As Kommersant wrote in the fall, foreign projects are becoming an increasingly important direction for Rosatom, given the fact that only five large power units of the state corporation are currently being built, while the transfer of the second unit of Leningrad NPP-2 and the second block of the Novovoronezh NPP -2 (see "Kommersant" on October 25). At the end of 2016, there were 34 blocks in the portfolio of foreign orders of Rosatom. Among the largest projects of the state corporation abroad, it is possible to single out the construction of four blocks of the Ad-Dabaa NPP in Egypt (total capacity - 4.8 GW).
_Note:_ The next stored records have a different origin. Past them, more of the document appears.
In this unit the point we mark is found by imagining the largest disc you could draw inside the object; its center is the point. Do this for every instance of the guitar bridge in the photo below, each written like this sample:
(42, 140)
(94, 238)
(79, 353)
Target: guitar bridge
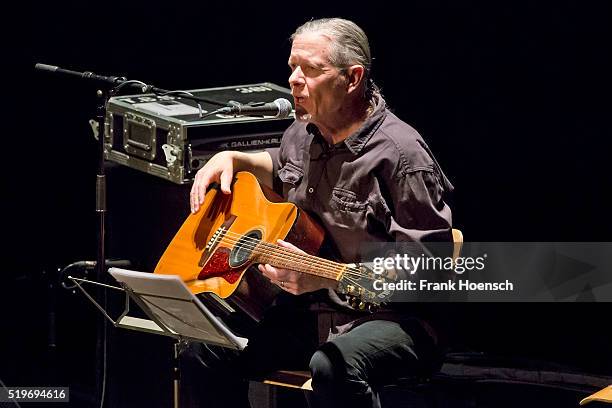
(215, 239)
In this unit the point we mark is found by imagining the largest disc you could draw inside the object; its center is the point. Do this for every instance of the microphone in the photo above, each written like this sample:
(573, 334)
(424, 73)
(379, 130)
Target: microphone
(280, 108)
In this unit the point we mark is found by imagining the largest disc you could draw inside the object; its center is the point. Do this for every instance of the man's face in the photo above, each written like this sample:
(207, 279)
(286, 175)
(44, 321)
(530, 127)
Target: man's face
(318, 88)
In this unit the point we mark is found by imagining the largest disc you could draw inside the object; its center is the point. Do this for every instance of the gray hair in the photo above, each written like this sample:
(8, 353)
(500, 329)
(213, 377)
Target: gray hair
(349, 46)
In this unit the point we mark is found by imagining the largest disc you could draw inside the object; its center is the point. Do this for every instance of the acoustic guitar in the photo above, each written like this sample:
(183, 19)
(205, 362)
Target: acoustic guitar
(214, 248)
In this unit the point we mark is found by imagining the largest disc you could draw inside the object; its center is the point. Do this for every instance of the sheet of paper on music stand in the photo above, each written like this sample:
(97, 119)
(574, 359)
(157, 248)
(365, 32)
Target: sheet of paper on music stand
(171, 302)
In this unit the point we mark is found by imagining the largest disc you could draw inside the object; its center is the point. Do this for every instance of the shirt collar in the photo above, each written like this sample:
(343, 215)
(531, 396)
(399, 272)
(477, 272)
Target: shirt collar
(358, 140)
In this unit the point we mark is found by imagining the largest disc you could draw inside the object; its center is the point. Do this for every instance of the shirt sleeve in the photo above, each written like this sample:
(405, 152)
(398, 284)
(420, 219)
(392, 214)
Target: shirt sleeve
(419, 213)
(277, 185)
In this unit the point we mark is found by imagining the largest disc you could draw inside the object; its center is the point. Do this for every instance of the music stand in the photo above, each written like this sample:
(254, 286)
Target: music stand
(172, 309)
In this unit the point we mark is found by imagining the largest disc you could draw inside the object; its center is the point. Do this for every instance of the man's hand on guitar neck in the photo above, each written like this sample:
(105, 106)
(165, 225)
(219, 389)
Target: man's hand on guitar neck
(221, 168)
(293, 281)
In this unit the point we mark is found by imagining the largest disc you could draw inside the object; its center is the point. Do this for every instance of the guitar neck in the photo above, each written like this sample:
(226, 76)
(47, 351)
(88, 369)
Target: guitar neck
(305, 263)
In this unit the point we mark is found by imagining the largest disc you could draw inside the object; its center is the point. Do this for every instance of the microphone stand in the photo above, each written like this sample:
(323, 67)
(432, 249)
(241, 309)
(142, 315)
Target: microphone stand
(114, 85)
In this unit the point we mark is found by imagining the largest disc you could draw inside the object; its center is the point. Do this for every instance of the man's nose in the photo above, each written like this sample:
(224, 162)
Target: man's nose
(297, 77)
Moscow back in 2015 agreed to extradite Cairo for a $ 25 billion state loan, but after the Kogalymavia passenger airplane was blown up over the Sinai Peninsula in the fall of that year, negotiations on the project were frozen. Only in December 2017, Alexei Likhachev and Egyptian Energy Minister Mohammed Shaker, in the presence of the presidents of both countries, signed a contract for the construction of the nuclear power plant Ed-Dabaa, and after that the authorities of the Russian Federation and Egypt announced the resumption of air services between the countries.

The reboot in relations with Uzbekistan, expected by the head of Rosatom, became possible after the change of power in the country: in December 2016, instead of Islam Karimov, who headed the republic since 1991, Shavkat Mirziyoyev became the president. On the eve of and after his meeting with Vladimir Putin, in April this year, a number of joint projects in metallurgy, oil and gas, and the financial sector were announced. Among recent examples is the entry of the co-owner of Global Ports (now he sells the stake to the Delo group) and Transoil's Andrei Filatov to the project for the development of a large field of 25 years of independence and the construction of a gas chemical complex in Uzbekistan worth more than $ 5 billion.